León XIV insta a renovar la fe y predicar con alegría el Evangelio
El nuevo pontífice remarcó que “donde falta la fe, la vida pierde sentido” y alentó a los cardenales a proclamar con firmeza y esperanza el Evangelio, incluso en contextos hostiles.
Durante su primera misa como Sumo Pontífice, celebrada el viernes 9 de mayo en la Capilla Sixtina junto a los cardenales electores y otros miembros del colegio cardenalicio, el papa León XIV compartió un mensaje poderoso de esperanza, misión y renovación espiritual. El nuevo líder de la Iglesia Católica fue elegido el día anterior como el 267° sucesor de San Pedro, tras la cuarta votación del cónclave.
Un llamado a la fe gozosa y al testimonio
En una homilía pronunciada mayormente en italiano, el Papa insistió:
“Estamos llamados a dar testimonio de nuestra fe gozosa en Cristo Salvador”.
León XIV también advirtió sobre los efectos de una fe ausente:
“Donde falta la fe, la vida pierde sentido”.
Con estas palabras, el pontífice estableció el tono de su papado: centrado en Cristo, comprometido con la verdad del Evangelio y desafiante ante la indiferencia contemporánea.
El Santo Padre analizó la conocida pregunta evangélica: “¿Quién dice la gente que es el Hijo del Hombre?”, subrayando que las respuestas varían, y con frecuencia reducen a Jesús a un mero “líder carismático”.

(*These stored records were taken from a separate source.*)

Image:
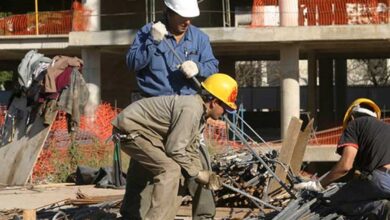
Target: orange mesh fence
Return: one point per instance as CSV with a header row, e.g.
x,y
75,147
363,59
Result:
x,y
53,22
324,12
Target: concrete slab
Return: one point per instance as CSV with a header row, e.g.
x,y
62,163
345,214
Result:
x,y
42,195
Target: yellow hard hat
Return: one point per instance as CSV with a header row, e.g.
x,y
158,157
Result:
x,y
222,87
355,106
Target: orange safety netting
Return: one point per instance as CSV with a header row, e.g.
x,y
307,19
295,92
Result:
x,y
323,12
53,22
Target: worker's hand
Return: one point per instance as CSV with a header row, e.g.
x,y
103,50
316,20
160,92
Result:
x,y
313,185
203,177
189,68
158,31
215,182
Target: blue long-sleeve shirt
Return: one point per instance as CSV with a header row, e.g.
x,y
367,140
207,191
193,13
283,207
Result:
x,y
157,68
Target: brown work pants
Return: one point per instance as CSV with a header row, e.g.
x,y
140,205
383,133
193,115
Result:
x,y
166,176
139,187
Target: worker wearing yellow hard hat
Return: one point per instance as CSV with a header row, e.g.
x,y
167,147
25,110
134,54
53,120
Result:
x,y
159,133
365,146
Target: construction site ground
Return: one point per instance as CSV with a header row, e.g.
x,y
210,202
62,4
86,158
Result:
x,y
34,197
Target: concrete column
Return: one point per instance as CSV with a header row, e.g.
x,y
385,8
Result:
x,y
326,119
341,88
91,70
290,94
312,85
91,58
289,61
288,12
94,20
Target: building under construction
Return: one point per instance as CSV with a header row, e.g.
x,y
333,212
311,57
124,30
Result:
x,y
324,34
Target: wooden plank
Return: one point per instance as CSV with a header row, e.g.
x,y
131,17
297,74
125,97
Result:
x,y
18,157
300,147
286,152
222,212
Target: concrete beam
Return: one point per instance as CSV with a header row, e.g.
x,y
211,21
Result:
x,y
249,35
318,153
28,42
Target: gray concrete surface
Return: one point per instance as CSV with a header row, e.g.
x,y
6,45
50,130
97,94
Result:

Frente a un mundo que muchas veces rechaza la exigencia moral del Evangelio o se refugia en seguridades humanas como el dinero, el poder o la tecnología, León XIV remarcó la urgencia de una labor misionera valiente y auténtica.

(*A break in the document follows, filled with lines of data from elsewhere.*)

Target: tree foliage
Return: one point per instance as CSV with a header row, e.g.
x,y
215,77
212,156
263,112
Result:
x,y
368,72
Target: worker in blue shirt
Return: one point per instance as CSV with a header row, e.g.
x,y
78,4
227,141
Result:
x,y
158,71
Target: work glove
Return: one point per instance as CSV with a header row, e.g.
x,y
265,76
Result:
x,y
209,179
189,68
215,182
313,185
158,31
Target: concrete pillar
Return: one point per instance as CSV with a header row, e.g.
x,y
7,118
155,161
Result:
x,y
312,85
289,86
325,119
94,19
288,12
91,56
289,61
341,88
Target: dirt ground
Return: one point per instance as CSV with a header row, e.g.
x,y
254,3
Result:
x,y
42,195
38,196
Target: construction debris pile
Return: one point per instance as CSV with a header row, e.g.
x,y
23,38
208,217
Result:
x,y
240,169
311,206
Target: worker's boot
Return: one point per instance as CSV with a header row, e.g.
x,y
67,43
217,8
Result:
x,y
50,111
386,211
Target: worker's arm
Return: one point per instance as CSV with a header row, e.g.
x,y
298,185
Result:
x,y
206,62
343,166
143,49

“Hoy existen muchos entornos donde la fe cristiana se considera absurda”, lamentó el Papa.
La cruz del ministerio y la promesa del Evangelio
León XIV recordó que ha sido llamado a cargar la cruz del ministerio petrino con humildad y entrega. Inspirado por San Pedro, resaltó que la fe no es solo un don, sino también un camino de conversión diaria.
“Dios me confió este tesoro para que, con su ayuda, sea su fiel administrador en favor de todo el Cuerpo místico de la Iglesia”.
León XIV finalizó su mensaje pidiendo la gracia de ser un instrumento del amor de Dios, e invocó la intercesión de la Virgen María, Madre de la Iglesia. Con este primer mensaje, el Papa delineó un papado misionero, basado en el testimonio valiente, la alegría de la fe y la fidelidad al Evangelio.